On Tuesday, the United Nations reported that last year "wars, violence and persecution drove worldwide forced displacement to a new high in 2017 for the fifth year in a row." Across all countries, the report stated, 68.5 million people — or one human being in every 110 — are displaced.

The profound population dislocation won't end soon. Indeed, it may accelerate as multiple regions suffer chronic conflict, climate change, economic desperation and other turmoil of the kind already convulsing countries and whole continents.

In particular, Europe is politically embroiled in bitter immigration strife threatening to further unravel a postwar order that has delivered seven decades of relative peace and prosperity.

In Germany, the most serious challenge to Chancellor Angela Merkel's rule is coming from an immigration-inspired intraparty dispute that may lead to the collapse of her relatively weak coalition government.

Merkel bought herself a fortnight to forge a broader European agreement on immigration policy.
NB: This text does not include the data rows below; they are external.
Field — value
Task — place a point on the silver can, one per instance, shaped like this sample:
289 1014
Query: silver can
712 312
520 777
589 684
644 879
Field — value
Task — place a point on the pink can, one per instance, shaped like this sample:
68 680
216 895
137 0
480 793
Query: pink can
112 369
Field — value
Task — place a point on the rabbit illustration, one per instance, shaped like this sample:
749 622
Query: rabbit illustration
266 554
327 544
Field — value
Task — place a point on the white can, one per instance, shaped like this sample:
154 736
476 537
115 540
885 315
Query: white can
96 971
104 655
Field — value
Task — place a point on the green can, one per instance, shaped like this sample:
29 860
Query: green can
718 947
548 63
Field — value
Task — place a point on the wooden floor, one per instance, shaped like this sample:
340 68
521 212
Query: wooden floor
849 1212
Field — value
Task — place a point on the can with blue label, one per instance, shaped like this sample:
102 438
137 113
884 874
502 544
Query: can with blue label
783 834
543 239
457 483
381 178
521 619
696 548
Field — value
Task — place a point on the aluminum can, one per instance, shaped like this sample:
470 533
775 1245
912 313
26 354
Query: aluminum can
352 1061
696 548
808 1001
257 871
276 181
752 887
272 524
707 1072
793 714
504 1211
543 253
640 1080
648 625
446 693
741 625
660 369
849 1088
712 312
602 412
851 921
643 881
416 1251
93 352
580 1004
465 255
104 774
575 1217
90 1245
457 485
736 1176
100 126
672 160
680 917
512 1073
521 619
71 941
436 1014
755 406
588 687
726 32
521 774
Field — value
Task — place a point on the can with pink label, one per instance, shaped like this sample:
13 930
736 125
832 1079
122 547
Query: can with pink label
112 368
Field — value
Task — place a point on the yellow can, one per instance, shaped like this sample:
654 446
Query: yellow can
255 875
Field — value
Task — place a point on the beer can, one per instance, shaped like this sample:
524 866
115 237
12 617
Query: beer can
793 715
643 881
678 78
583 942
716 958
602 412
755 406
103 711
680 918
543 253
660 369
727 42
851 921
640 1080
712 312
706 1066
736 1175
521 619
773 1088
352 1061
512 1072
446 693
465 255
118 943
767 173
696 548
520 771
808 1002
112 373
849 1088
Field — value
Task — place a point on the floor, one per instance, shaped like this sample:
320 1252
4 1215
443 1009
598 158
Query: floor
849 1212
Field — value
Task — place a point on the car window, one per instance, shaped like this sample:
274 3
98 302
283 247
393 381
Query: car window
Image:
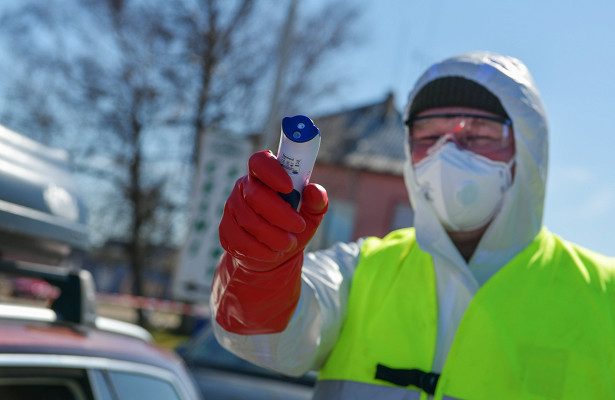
209 352
129 386
43 384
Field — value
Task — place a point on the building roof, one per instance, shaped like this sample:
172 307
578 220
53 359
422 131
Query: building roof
369 138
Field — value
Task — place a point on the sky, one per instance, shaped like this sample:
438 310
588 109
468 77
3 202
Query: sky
569 47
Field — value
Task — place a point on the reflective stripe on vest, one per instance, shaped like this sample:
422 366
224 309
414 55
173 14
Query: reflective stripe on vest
542 327
334 389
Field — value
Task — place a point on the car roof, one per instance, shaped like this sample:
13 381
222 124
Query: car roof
19 336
Should she fail, her government may, too, potentially bolstering the far-right Alternative for Germany party.

A far-right coalition of parties has already ascended in Italy. And acting upon the strident anti-immigration campaign rhetoric, the new government turned away a rescue ship filled with desperate African asylum-seekers. Malta balked, too, so Spain saved the day, and most likely lives, by ultimately accepting the vessel.

Crafting a more cohesive policy beyond this crisis is essential — first to ease the migration emergency, but more broadly to meet the political crisis of illiberal populism that threatens to test Western unity just when it's needed to counter a revanchist Russia and a rising China.

President Donald Trump made matters worse (as usual) when he took to Twitter (as usual) to assail an ally, Merkel. "The people of Germany are turning against their leadership as migration is rocking the already tenuous Berlin coalition," Trump gleefully tweeted. "Crime in Germany is way up. Big mistake made all over Europe in allowing millions of people in who have so strongly and violently changed their culture!"

Trump had his facts wrong (as usual). Crime is at a generational low in Germany, and the vast majority of arrivals strive to integrate into their new culture. They're usually not violent, but fleeing violence. And welcoming desperate refugees was no big mistake, but a big-hearted act of compassion reflecting ideals the U.S. used to share.

That tradition should be honored on World Refugee Day, and every day in these turbulent times. The U.S. president should lead the world toward a durable solution to displacement, not mock those who have had the decency to help.